Kedua, keberadaan pariwisata memberikan dampak positif dan negatif bagi warga
Kwatisore. Dampak positifnya adalah warga Kwatisore mendapatkan tambahan
ii
pemasukan dari para wisatawan dan operator wisata. Tambahan pendapatan
berasal dari penjualan souvenir, penyewaan perahu, dan pengadaan upacara adat
untuk penyambutan tamu. Dampak negatifnya semakin memudarnya mitos hiu
paus sebagai hantu laut. Selama ini mitos hiu paus membuat hiu paus terlindungi
dari eksploitasi. Namun akibat semakin memudarnya mitos hiu paus warga
Kwatisore sudah mulai berani memburu hiu paus berdasarkan pesanan. Ketiga
keberadaan bagan dan Keramba Jaring Apung (KJA) sedikit banyak memberikan
pengaruh terhadap pergantian alat penangkapan ikan warga Kwatisore dan
transportasi yang digunakan untuk melaut. Dahulu warga Kwatisore pergi melaut
menggunakan perahu dayung, sedangkan saat ini nelayan lebih dominan
menggunakan perahu fiber yang diberikan oleh KJA.

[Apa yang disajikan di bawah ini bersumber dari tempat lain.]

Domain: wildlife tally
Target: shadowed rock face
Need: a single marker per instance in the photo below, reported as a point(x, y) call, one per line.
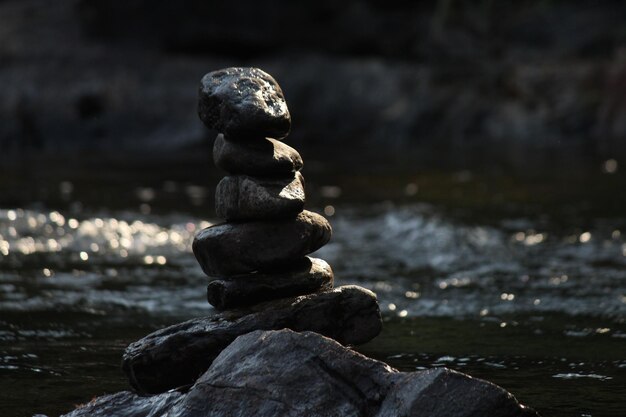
point(311, 275)
point(262, 157)
point(177, 355)
point(243, 103)
point(237, 248)
point(284, 373)
point(240, 197)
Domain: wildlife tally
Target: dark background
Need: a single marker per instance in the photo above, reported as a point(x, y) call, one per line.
point(102, 91)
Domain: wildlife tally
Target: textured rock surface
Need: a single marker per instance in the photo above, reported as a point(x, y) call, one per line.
point(240, 197)
point(263, 157)
point(177, 355)
point(243, 103)
point(228, 249)
point(283, 373)
point(312, 275)
point(127, 404)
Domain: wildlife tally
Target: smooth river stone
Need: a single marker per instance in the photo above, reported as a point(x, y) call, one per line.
point(239, 197)
point(177, 355)
point(263, 157)
point(229, 249)
point(243, 290)
point(243, 103)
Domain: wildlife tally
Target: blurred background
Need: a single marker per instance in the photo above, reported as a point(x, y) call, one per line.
point(470, 156)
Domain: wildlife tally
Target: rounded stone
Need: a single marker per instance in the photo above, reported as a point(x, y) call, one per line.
point(308, 276)
point(229, 249)
point(263, 157)
point(243, 103)
point(240, 197)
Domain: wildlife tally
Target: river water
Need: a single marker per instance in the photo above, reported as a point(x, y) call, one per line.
point(535, 303)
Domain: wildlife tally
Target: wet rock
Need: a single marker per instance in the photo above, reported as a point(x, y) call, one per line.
point(228, 249)
point(240, 197)
point(263, 157)
point(127, 404)
point(284, 373)
point(243, 103)
point(242, 290)
point(177, 355)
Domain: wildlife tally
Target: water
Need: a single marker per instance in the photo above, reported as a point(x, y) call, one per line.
point(536, 304)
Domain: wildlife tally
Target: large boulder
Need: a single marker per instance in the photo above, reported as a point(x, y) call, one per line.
point(228, 249)
point(283, 373)
point(177, 355)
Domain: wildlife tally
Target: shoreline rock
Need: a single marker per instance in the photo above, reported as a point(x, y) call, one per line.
point(177, 355)
point(285, 373)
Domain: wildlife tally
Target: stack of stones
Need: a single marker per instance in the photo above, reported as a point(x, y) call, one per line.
point(261, 276)
point(259, 253)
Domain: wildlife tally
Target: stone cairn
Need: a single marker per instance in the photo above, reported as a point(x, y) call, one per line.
point(261, 276)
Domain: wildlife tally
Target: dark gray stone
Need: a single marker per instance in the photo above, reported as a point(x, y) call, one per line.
point(228, 249)
point(243, 103)
point(240, 197)
point(282, 373)
point(311, 275)
point(127, 404)
point(177, 355)
point(263, 157)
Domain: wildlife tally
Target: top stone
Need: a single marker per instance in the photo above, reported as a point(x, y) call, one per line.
point(243, 103)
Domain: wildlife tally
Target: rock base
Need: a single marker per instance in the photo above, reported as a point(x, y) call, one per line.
point(284, 373)
point(179, 354)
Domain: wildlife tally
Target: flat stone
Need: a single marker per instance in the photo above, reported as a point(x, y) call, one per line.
point(127, 404)
point(240, 197)
point(242, 290)
point(177, 355)
point(228, 249)
point(262, 157)
point(282, 373)
point(243, 103)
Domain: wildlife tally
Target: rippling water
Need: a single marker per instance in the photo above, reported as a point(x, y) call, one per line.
point(535, 307)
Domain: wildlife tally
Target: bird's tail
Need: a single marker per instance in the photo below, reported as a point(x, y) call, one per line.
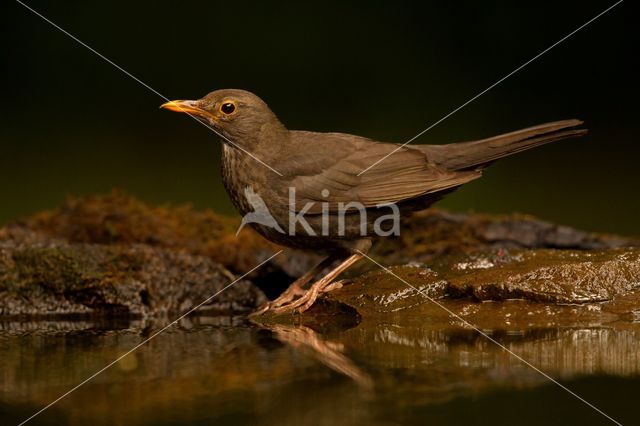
point(481, 153)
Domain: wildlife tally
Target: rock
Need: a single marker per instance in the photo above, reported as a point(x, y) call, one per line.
point(175, 253)
point(54, 278)
point(574, 286)
point(556, 276)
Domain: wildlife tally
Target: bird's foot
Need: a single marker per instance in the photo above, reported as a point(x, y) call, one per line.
point(306, 300)
point(294, 290)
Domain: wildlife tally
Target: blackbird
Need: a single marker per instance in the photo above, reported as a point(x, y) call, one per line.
point(319, 191)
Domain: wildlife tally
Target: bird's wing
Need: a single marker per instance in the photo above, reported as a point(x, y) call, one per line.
point(333, 162)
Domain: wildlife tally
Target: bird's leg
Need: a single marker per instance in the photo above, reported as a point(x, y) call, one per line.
point(296, 288)
point(309, 297)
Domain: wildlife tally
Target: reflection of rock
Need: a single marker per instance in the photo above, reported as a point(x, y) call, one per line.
point(327, 352)
point(209, 370)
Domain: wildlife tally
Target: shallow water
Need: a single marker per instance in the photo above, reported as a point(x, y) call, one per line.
point(227, 370)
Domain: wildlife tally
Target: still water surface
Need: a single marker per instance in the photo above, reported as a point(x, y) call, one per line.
point(227, 370)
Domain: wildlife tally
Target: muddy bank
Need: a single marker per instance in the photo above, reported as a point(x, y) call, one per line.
point(116, 255)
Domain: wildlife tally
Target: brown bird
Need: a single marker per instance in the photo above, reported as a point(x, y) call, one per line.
point(319, 191)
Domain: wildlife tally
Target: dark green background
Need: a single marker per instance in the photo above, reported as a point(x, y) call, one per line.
point(73, 124)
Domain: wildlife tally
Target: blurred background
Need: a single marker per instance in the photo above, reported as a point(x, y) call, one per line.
point(74, 124)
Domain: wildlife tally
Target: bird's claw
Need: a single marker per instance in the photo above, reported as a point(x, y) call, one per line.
point(289, 303)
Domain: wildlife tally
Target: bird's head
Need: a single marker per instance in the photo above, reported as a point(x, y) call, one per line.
point(240, 116)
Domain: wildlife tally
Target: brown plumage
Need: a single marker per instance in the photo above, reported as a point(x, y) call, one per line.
point(325, 170)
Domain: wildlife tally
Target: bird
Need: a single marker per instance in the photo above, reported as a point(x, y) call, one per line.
point(334, 187)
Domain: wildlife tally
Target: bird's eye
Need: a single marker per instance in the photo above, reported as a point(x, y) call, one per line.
point(228, 107)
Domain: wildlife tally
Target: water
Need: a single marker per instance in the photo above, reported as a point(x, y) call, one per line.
point(227, 370)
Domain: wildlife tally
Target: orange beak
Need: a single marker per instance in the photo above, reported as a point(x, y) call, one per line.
point(189, 107)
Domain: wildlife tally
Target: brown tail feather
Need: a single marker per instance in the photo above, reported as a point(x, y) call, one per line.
point(481, 153)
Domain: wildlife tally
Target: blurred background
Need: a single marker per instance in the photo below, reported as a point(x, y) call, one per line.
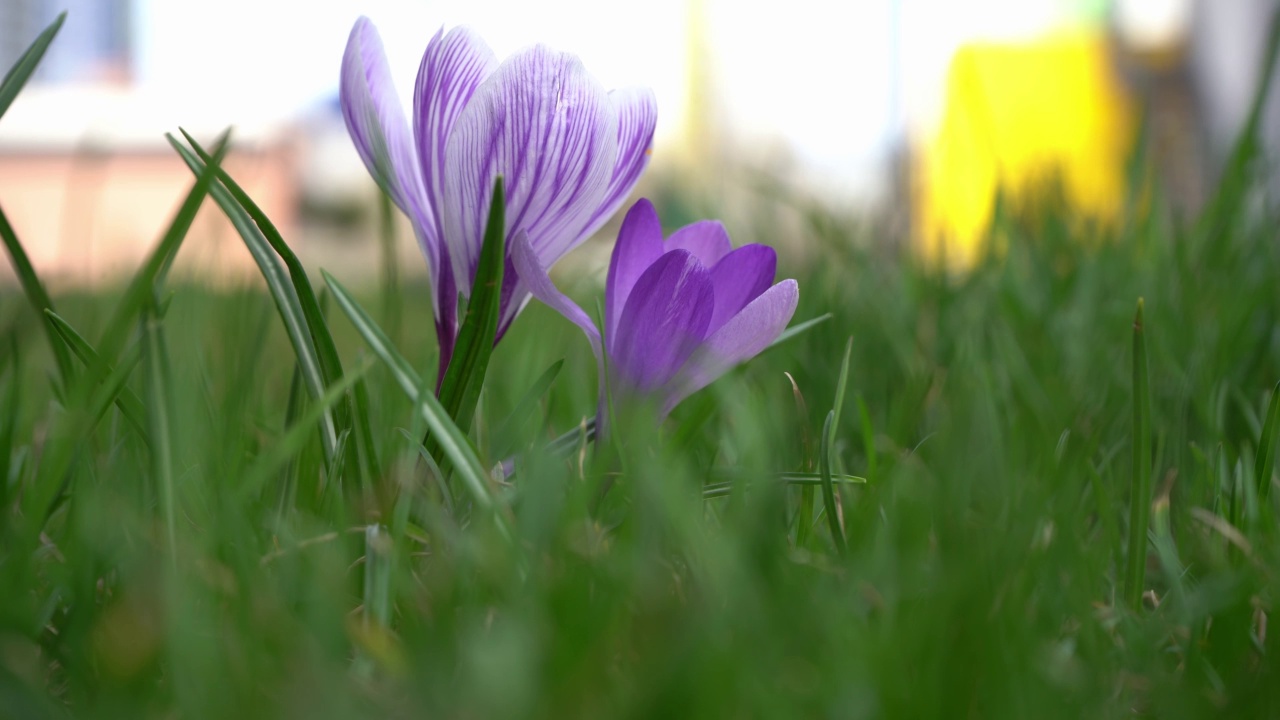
point(906, 117)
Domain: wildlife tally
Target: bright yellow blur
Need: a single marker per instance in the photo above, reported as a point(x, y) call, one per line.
point(1015, 115)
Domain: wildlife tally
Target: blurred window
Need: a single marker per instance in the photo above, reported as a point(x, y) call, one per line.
point(92, 46)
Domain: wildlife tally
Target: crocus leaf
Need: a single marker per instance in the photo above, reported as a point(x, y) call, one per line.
point(352, 410)
point(128, 402)
point(282, 291)
point(460, 390)
point(21, 72)
point(453, 443)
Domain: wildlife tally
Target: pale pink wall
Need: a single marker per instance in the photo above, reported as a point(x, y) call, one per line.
point(87, 218)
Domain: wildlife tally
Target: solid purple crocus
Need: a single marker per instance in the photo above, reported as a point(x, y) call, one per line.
point(677, 313)
point(568, 153)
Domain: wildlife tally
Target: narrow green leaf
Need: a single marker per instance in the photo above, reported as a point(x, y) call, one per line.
point(356, 406)
point(453, 443)
point(1139, 502)
point(295, 438)
point(140, 290)
point(504, 438)
point(128, 402)
point(801, 328)
point(19, 73)
point(1266, 460)
point(160, 423)
point(282, 291)
point(36, 294)
point(460, 390)
point(828, 491)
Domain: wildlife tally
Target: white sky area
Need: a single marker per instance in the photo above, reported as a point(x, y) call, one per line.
point(835, 83)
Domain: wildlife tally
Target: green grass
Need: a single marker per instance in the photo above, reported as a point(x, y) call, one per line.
point(1061, 516)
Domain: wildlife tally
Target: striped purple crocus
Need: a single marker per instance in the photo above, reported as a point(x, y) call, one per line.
point(677, 313)
point(568, 153)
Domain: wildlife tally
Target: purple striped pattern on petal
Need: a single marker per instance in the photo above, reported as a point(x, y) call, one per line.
point(452, 68)
point(707, 240)
point(379, 130)
point(544, 124)
point(739, 278)
point(736, 341)
point(638, 117)
point(663, 322)
point(638, 247)
point(530, 268)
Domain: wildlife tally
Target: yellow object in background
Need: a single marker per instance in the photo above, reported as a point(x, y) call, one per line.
point(1015, 117)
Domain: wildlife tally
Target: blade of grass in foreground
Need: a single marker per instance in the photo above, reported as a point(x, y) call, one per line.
point(1139, 501)
point(460, 390)
point(453, 443)
point(128, 402)
point(355, 408)
point(282, 291)
point(1266, 460)
point(19, 73)
point(36, 294)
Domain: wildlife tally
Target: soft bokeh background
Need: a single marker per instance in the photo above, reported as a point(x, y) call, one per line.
point(904, 115)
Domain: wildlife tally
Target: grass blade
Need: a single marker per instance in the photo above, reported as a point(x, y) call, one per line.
point(504, 438)
point(19, 73)
point(1139, 502)
point(36, 294)
point(1265, 464)
point(801, 328)
point(282, 291)
point(828, 491)
point(453, 443)
point(460, 391)
point(356, 405)
point(128, 402)
point(140, 290)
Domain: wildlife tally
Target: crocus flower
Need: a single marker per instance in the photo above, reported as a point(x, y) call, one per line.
point(677, 313)
point(567, 150)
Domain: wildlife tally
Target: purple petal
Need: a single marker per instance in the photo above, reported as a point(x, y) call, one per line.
point(664, 319)
point(707, 240)
point(739, 278)
point(638, 247)
point(544, 124)
point(739, 340)
point(534, 276)
point(379, 130)
point(638, 117)
point(452, 68)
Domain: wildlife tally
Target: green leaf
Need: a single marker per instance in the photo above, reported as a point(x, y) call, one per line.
point(798, 329)
point(19, 73)
point(1266, 460)
point(138, 292)
point(504, 437)
point(282, 291)
point(828, 491)
point(128, 402)
point(36, 294)
point(453, 443)
point(1139, 502)
point(460, 391)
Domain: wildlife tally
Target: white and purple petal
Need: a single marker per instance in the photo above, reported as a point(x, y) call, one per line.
point(663, 322)
point(380, 133)
point(544, 124)
point(452, 68)
point(736, 341)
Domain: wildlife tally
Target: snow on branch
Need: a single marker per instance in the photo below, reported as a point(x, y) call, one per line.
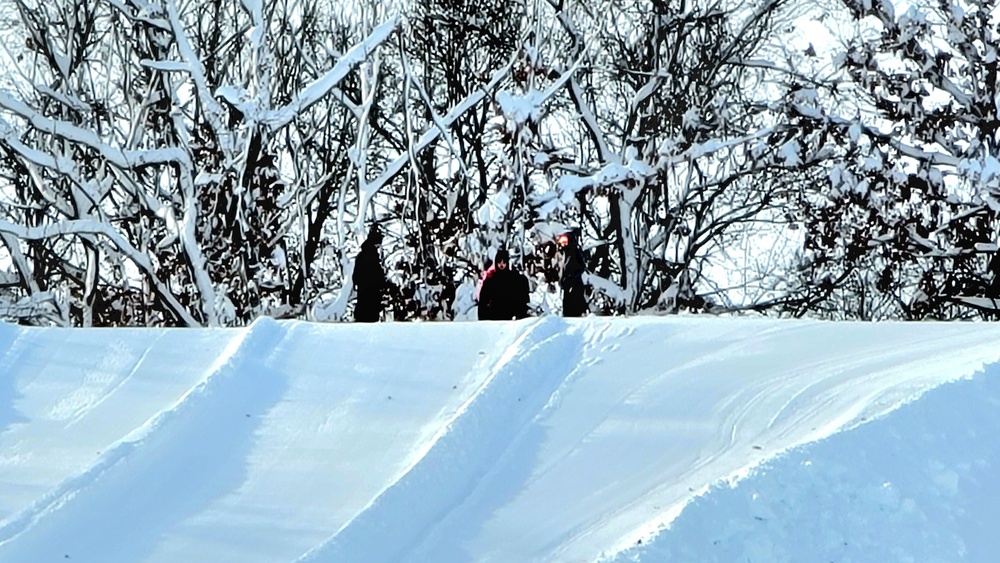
point(278, 118)
point(85, 227)
point(122, 159)
point(213, 110)
point(429, 136)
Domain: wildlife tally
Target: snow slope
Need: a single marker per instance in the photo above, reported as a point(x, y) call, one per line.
point(643, 439)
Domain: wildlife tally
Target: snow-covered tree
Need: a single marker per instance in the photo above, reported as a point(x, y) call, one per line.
point(910, 216)
point(153, 157)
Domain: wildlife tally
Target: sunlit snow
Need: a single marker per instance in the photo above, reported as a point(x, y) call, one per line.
point(596, 439)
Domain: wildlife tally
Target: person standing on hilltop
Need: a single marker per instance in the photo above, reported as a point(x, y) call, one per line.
point(571, 279)
point(369, 279)
point(504, 293)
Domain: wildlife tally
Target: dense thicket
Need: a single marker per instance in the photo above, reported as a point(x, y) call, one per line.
point(205, 163)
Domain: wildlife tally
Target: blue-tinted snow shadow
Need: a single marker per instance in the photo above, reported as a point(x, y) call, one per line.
point(193, 454)
point(480, 463)
point(9, 336)
point(919, 484)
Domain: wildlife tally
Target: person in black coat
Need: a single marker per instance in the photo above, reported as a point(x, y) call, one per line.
point(369, 279)
point(571, 280)
point(505, 292)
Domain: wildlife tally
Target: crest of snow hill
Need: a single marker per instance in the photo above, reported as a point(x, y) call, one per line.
point(207, 164)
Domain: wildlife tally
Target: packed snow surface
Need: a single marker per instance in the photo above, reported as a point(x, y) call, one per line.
point(596, 439)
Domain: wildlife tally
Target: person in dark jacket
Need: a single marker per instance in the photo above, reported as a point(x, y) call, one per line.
point(571, 280)
point(369, 279)
point(504, 294)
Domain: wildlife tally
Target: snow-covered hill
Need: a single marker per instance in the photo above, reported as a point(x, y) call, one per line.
point(649, 439)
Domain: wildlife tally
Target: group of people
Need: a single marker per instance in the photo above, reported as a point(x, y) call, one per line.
point(503, 292)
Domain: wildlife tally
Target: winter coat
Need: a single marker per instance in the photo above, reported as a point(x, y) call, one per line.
point(369, 282)
point(504, 295)
point(571, 281)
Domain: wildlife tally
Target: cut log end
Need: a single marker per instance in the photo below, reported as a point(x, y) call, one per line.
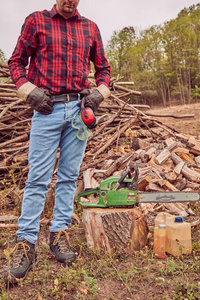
point(115, 229)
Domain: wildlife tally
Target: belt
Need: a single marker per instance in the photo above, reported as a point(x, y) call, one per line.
point(63, 98)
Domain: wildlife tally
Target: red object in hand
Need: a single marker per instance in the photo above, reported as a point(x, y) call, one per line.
point(89, 118)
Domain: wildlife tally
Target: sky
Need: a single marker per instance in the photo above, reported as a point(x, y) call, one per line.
point(109, 15)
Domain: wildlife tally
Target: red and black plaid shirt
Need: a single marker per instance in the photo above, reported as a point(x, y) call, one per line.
point(60, 52)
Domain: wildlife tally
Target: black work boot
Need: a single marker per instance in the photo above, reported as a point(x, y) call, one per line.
point(23, 257)
point(59, 247)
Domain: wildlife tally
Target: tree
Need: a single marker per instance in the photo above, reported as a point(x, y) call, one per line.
point(119, 51)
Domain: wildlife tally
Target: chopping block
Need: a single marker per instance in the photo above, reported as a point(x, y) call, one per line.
point(115, 229)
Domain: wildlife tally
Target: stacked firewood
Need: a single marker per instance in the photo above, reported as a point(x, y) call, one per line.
point(126, 136)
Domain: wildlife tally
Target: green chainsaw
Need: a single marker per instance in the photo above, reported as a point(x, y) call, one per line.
point(123, 191)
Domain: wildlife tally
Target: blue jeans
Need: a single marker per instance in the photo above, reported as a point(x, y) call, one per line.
point(48, 133)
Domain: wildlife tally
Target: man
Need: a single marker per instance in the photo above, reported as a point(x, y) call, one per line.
point(60, 45)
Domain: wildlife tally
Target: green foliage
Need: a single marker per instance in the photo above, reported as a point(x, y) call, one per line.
point(161, 59)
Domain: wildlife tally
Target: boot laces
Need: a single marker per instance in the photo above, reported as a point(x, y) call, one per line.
point(62, 239)
point(18, 252)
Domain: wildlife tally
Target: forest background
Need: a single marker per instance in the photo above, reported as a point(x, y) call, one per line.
point(163, 60)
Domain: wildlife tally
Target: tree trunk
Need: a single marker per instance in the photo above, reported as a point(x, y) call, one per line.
point(115, 229)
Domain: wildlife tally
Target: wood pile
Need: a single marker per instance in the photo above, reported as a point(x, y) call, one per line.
point(125, 136)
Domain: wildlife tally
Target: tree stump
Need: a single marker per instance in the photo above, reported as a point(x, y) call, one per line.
point(111, 229)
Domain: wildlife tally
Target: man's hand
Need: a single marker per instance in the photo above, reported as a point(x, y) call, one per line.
point(93, 98)
point(37, 98)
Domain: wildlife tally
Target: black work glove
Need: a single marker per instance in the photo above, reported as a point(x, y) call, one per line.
point(39, 99)
point(92, 98)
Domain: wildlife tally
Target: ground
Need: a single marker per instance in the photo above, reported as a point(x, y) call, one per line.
point(98, 276)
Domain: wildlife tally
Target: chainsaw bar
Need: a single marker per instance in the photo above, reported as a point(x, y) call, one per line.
point(167, 197)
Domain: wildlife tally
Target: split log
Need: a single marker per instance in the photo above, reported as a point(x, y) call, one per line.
point(115, 229)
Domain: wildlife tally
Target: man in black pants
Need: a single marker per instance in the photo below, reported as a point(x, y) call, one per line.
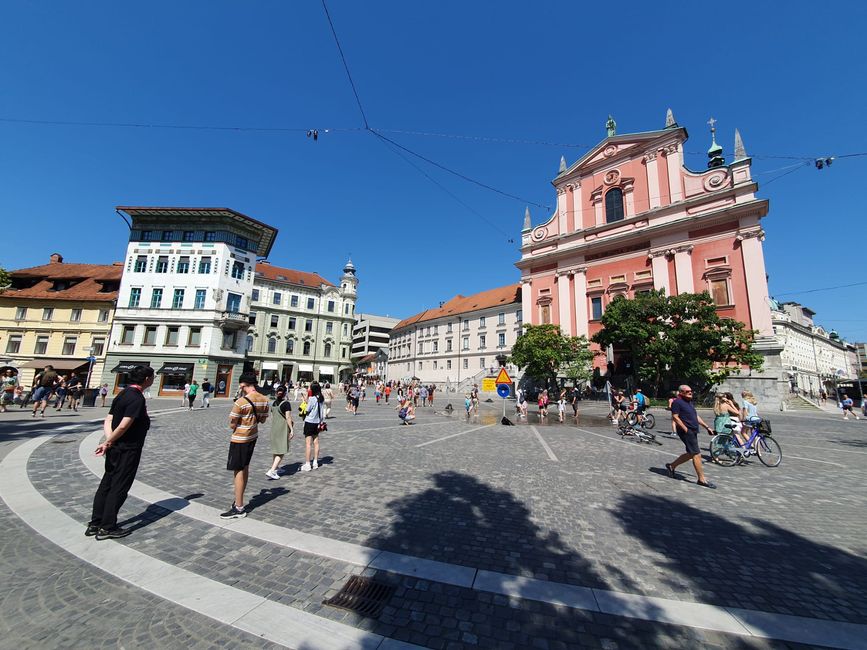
point(125, 426)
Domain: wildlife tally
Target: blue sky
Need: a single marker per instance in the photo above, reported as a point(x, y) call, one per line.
point(789, 76)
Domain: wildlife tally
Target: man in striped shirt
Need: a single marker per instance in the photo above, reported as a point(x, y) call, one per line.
point(249, 411)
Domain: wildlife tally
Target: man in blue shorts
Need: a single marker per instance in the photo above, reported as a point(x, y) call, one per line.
point(687, 421)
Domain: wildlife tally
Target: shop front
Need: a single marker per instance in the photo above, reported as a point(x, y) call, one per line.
point(121, 372)
point(174, 377)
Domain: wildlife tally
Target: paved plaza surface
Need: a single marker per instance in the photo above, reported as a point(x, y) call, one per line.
point(542, 535)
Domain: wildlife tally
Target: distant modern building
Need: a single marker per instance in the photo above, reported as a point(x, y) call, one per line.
point(58, 314)
point(459, 341)
point(631, 217)
point(300, 324)
point(370, 333)
point(184, 300)
point(813, 358)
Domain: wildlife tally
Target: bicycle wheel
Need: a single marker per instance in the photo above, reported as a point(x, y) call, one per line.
point(768, 451)
point(722, 450)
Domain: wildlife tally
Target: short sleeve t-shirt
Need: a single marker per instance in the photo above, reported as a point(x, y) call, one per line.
point(687, 413)
point(130, 403)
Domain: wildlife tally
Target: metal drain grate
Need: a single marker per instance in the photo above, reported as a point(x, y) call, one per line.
point(362, 595)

Jadi adanya penetapan zonasi, perkembangan pariwisata dan kehadiran
nelayan bagan serta KJA tidak membuat warga Kwatisore menjadi
termarginalkan, namun berdampak pada akses kontrol warga Kwatisore terhadap
sumber daya Kwatisore. Warga Kwatisore dan BBTNTC berbagi wewenang
dalam pengelolaan sumber daya. Selain itu dalam pengelolaan sumberdaya
perikanan warga Kwatisore juga berbagi wewenang dengan DKP. Akibat dari
dualitas kepemimpinan pengelolaan TNTC mengakibatkan wisatawan, pengusaha
wisata, nelayan bagan, dan KJA sebagai aktor pemanfaat sumberdaya Kwatisore
merasa bingung dan dirugikan, namun mereka juga telah mengambil posisi
keberpihakan. Posisi keberpihakan lebih dominan mengarah pada warga
Kwatisore. Oleh karena itu warga Kwatisore masih memiliki posisi tawar
(bargaining position) yang kuat dalam pengelolaan sumber daya alam terutama
menurut pandangan para aktor yang mengakses sumber daya Kwatisore. Hal ini
terbukti dari izin akses dalam pemanfaatan sumber daya Kwatisore utamanya
berasal dari warga Kwatisore. Setelah izin didapatkan dari warga Kwatisore
selanjutnya izin diperoleh dari BBTNTC atau DKP.